Setup: The setup can be descirbed in one image:

What happens: Effects are non-uniform.
- In PG haystacks, out-of-domain (arXiv) needles performed better than in-domain needles (i.e., blending in did hurt).
- In arXiv haystacks, the difference was small.

Why it matters:
While this isn’t enough data to draw firm conclusions about the effects of needle–haystack similarity, it does highlight the uneven performance patterns that emerge in long-context tasks.
Experiment 4: Haystack structure (coherent vs. shuffled)
Goal: Does the structure of the haystack affect performance? Would a needle injected into the middle of an essay make it more noticeable? Would a haystack of a bunch of random sentences better hide the needle?
Setup: Two variants
- Original: Needle is injected into the middle of a coherent article
- Shuffled: Sentences, all from the same essay, are randomly reordered throughout the haystack. Same topic, but without the same continuity.

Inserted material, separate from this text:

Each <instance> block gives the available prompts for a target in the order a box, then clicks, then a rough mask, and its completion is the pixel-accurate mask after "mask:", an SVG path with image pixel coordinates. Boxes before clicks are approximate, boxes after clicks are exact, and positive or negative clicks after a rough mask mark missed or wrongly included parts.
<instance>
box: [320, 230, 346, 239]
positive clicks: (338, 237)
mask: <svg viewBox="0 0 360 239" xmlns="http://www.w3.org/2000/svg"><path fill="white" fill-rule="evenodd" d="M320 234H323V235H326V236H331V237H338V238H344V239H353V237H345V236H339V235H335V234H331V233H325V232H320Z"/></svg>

What happens: Shuffled outperforms Original across 18 models! Counterintuitive, but consistent!

Why it matters:
This one was maybe the biggest shocker. It may shed some light on the model's attention mechanism, especially as input length increases.
Experiment 5: Multi-turn QA with long chat history (LongMemEval)
Goal: Measure how much adding irrelevant chat history hurts answer quality.
Setup:
Two conditions per question were tested:
- Focused input (~300 tokens): Contains only relevant information from the chat history
- Full input (~113k tokens): Contains the whole chat history
Grading via GPT-4.1 aligned judge (>99% agreement with humans in their checks).
What happens:
All model families do much better with focused inputs rather than with the full chat history. But the difference in performance varies a lot based on model provider.


- Anthropic models show the biggest gap, often abstaining (like in the disrtactors expeirment above) on the full input where they would have answered correctly on the focused version.
- “Thinking” modes do better, but a gap still remains
- OpenAI models perform pretty well, and Gemini models perform the best
Why it matters:
This is key for anyone building with LLMs who have to manage context windows, espically if you are using models from Anthropic. Long live RAG!
Conclusion
This paper from Chroma is one of the better, non-biased, reports on where we are at today with long context windows. Thanks to the team for publishing!